Personal information
- Full name: Aleksandr Yevgenyevich Kovalyov
- Date of birth: 13 May 1980
- Place of birth: Moscow, Russian SFSR
- Date of death: 13 July 2005 (aged 25)
- Place of death: Bryansk Oblast, Russia
- Height: 1.82 m (5 ft 11+1⁄2 in)
- Position(s): Defender

Youth career
- FC Torpedo-ZIL Moscow

Senior career*
- Years: Team / Apps / (Gls)
- 1998–2000: FC Torpedo-ZIL-M Moscow
- 2001–2003: FC Torpedo-Metallurg Moscow / 36 / (0)
- 2004: SK Torpedo Moscow
- 2004: FC Lada Togliatti / 11 / (1)
- 2005: FC Torpedo-RG (amateur)

= Aleksandr Kovalyov (footballer, born 1980) =

Russian footballer

Aleksandr Yevgenyevich Kovalyov (Александр Евгеньевич Ковалёв; 13 May 1980, in Moscow – 13 July 2005, in Bryansk Oblast) was a Russian football player.

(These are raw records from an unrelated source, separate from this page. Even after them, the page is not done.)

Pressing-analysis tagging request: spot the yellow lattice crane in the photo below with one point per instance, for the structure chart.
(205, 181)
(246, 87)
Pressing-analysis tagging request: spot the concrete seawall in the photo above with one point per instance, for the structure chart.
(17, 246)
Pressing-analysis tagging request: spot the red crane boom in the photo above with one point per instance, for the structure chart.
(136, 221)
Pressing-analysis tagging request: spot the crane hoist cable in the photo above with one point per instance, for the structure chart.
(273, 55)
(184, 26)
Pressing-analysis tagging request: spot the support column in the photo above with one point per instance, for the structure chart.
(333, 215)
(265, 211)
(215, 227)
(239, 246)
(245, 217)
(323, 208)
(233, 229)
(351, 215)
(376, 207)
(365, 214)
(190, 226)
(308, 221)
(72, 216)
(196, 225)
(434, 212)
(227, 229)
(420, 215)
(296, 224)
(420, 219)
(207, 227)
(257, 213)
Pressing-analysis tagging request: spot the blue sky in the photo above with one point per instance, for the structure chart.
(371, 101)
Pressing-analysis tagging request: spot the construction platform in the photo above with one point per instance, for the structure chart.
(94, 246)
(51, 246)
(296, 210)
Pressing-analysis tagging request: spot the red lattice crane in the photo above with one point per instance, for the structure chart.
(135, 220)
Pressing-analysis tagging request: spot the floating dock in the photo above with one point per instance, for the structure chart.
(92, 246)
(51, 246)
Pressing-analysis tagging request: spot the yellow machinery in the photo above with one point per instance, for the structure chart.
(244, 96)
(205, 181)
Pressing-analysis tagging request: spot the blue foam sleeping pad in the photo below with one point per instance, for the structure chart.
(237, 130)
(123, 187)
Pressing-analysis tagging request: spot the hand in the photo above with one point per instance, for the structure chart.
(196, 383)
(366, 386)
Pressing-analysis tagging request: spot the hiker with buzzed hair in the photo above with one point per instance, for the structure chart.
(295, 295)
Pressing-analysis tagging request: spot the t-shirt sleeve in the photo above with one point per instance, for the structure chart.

Kovalyov played in the Russian Premier League with FC Torpedo-ZIL Moscow.

Kovalyov was returning to Moscow after watching a Russian Cup match between FC Dynamo Bryansk and FC Dynamo Moscow with Bryansk player Aleksei Musatov in July 2005. Both footballers were killed in a traffic accident caused by a moose running onto the road.